Cobweb Memories -Photos by  White Star
Cobweb Memories -Photos by White Star

KARACHI: What is surrealism? For anyone who loves art, the question is a little pedestrian and, in a certain way, sounds like a query that is not relevant to the 21st century art sensibility. After all, eminent writers, artists and thinkers, such as Andre Breton, have said so much about it that to define it would be to trivialise the whole concept. But can we help it? So, surrealism is “juxtaposition of irrational images” in order to diminish the distance between dream and reality.

An exhibition of seasoned artist Shakil Saigol’s artworks titled Surrealism Revisited with Shakil Saigol opened at the Canvas Art Gallery on Tuesday. Is it the very definition of the ism that has made the artist revisit it or is he trying to impart a new meaning to it? Well, it could be a bit of both, because in his statement he says he has returned to his “earliest preoccupation with surrealism after 30 years”. And quite an interesting return it is.

Saigol teases the viewer by blurring the line between what’s real and what’s imagined. His artworks lean towards the former but in such a way that reality loses its conceptual essence. He creates a dreamlike ambience and at the same time puts in the foreground disparate images that defy its oneiric state and make the picture look like an intriguing scene out of real life. The ‘Cobweb Memories’ series (gouache, opaque watercolour on arches paper) is a cogent example of it. The posture of the girl is real and the cobwebs make the reality eerie, transporting the artwork into an unreal domain.

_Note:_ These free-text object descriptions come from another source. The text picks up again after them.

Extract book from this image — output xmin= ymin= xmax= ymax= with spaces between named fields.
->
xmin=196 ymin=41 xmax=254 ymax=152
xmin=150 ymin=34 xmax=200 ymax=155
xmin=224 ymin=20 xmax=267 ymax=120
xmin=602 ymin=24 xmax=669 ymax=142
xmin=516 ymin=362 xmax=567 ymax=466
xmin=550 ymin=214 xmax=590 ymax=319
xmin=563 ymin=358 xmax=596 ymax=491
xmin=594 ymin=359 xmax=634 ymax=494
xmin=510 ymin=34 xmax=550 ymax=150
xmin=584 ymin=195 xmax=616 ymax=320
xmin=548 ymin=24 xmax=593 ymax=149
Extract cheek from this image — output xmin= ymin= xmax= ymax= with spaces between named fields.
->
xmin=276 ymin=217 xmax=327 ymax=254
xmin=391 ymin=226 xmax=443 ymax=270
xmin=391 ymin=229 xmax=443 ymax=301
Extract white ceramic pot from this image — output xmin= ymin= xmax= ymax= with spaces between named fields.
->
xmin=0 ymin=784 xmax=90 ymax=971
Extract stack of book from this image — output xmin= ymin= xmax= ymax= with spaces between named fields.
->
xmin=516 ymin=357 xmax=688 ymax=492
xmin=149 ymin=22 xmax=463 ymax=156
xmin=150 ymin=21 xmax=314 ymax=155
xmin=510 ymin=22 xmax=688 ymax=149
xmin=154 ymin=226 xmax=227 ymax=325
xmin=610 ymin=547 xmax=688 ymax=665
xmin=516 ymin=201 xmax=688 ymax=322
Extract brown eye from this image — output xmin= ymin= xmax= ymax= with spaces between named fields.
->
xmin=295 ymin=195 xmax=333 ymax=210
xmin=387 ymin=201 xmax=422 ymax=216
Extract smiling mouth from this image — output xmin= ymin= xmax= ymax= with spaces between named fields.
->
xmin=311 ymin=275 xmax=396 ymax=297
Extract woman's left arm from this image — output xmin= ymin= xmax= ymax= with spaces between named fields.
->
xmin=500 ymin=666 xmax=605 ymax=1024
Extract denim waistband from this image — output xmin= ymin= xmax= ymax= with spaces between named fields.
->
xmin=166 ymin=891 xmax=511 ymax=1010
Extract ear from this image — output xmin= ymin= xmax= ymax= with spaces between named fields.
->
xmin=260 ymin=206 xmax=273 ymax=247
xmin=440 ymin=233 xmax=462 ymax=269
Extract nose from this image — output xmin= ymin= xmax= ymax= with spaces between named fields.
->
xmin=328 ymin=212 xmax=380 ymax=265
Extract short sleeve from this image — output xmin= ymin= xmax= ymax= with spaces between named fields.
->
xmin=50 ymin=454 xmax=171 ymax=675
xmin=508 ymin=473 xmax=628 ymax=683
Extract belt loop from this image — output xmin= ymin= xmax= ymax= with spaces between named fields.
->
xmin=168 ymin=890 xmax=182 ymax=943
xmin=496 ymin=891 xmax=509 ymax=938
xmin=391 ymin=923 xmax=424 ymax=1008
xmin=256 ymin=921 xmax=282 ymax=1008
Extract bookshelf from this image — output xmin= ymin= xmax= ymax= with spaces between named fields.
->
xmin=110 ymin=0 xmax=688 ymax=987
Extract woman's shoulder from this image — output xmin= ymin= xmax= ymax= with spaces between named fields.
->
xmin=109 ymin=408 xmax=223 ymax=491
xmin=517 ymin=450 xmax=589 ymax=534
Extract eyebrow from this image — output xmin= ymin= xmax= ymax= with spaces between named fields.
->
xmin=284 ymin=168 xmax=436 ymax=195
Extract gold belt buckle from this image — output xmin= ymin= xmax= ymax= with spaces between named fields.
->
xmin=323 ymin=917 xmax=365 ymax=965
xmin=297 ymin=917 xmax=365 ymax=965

Vengeance of the Lotus -Photos by  White Star
Vengeance of the Lotus -Photos by White Star

In ‘Vengeance of the Lotus’, Saigol goes a step ahead with this noteworthy process and adds a new dimension to the dream-or-real question by presenting the dilemma of an individual as the dilemma of a certain time period (related to the individual). One moment the viewer is left bewildered to identify the actual lotus in the picture, and the next moment the cracked face and body of the protagonist pushes that sense of bewilderment behind, and the agony assumes larger proportions where it doesn’t matter, anymore, whether what you’re feeling is true or not.

Another artwork on display -Photos by  White Star
Another artwork on display -Photos by White Star

There are multiple symbols at play here, lotus and cobweb being two of them. There are also three exhibits in which zebras take centre-stage. Now the zebra, among other things, symbolises balance. This is what makes ‘Zebra Phantasma’ (oil on canvas) a striking work of art. The artist wants us to think beyond the obviousness of symbolism.

The exhibition will run until May 4.